The pricing made the failure harder to absorb. The ports launched at $40 per title, with no DLC maps included and no quality-of-life improvements, per Kotaku. Buyers paid full premium-port pricing for titles that couldn't reliably support public multiplayer within days of release. As KitGuru observed, legitimate players were spending $40 on games that couldn't really be played outside of private lobbies with friends which is not what the marketing implied.
One element the ports did get right: crossplay works between PS4 and PS5, contrary to some earlier reports, per MP1st. Players who own DLC can also matchmake with those who don't. Those are functional improvements, even if they're overshadowed by the exploit situation.
Black Ops playlist update server-side fix: what it changed and what it didn't


Activision's first response, confirmed yesterday by Kotaku, was to pull select playlists while it investigated. That removed the worst-affected modes but also cut off players who had done nothing wrong collateral restriction on top of collateral damage.
Today's update went further. Activision and developer Iron Galaxy pushed a server-side playlist update, returned Domination with updated parameters, and reset accounts stuck at negative XP to Level 20, restoring their ability to queue for matches, per GamesRadar+ and MP1st. For players who were softlocked, that's the most immediately meaningful part: they can matchmake again.
What the fix leaves unaddressed is more consequential for anyone thinking long-term. Activision has not confirmed whether every affected account was identified and restored, whether players who lost unlocks during the exploit window have any path to recovering them, or whether the save-file manipulation method has been blocked or only its worst visible symptoms managed. Activision has committed to additional mitigations in future updates, per MP1st, but has not publicly provided a timeline or technical specifics on the underlying vulnerability.

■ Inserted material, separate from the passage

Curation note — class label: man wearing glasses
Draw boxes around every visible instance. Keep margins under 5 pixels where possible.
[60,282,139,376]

For players heading back into public lobbies now, the warning signs flagged before the fix dropped remain worth knowing. MP1st and KitGuru both identified three clear signals: a max-rank player present at match start, grenade suicides scrolling through the kill feed in the opening seconds, and rapid join/leave churn from multiple players. Any one of those is reason enough to leave before risking an XP hit.
Where the fix leaves things

The most urgent damage has been addressed. Domination is back, softlocked accounts can play again, and the active playlist chaos has been dialed down. For owners who simply want to get into matches, public lobbies are more accessible today than they were 48 hours ago.

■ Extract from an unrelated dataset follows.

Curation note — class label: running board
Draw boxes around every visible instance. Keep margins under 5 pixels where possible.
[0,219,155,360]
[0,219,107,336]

The open question is whether Activision's promised follow-up mitigations will close the save-file manipulation path or just continue managing its symptoms disabling playlists when exploitation spikes, then re-enabling them when the pressure eases. Those are very different outcomes, and the distinction will determine whether these ports can actually deliver the public multiplayer experience buyers paid for. KitGuru put the structural problem plainly: without genuine anti-cheat upgrades, a viable multiplayer experience remains out of reach. Phase one answered the most urgent question. That one is still open.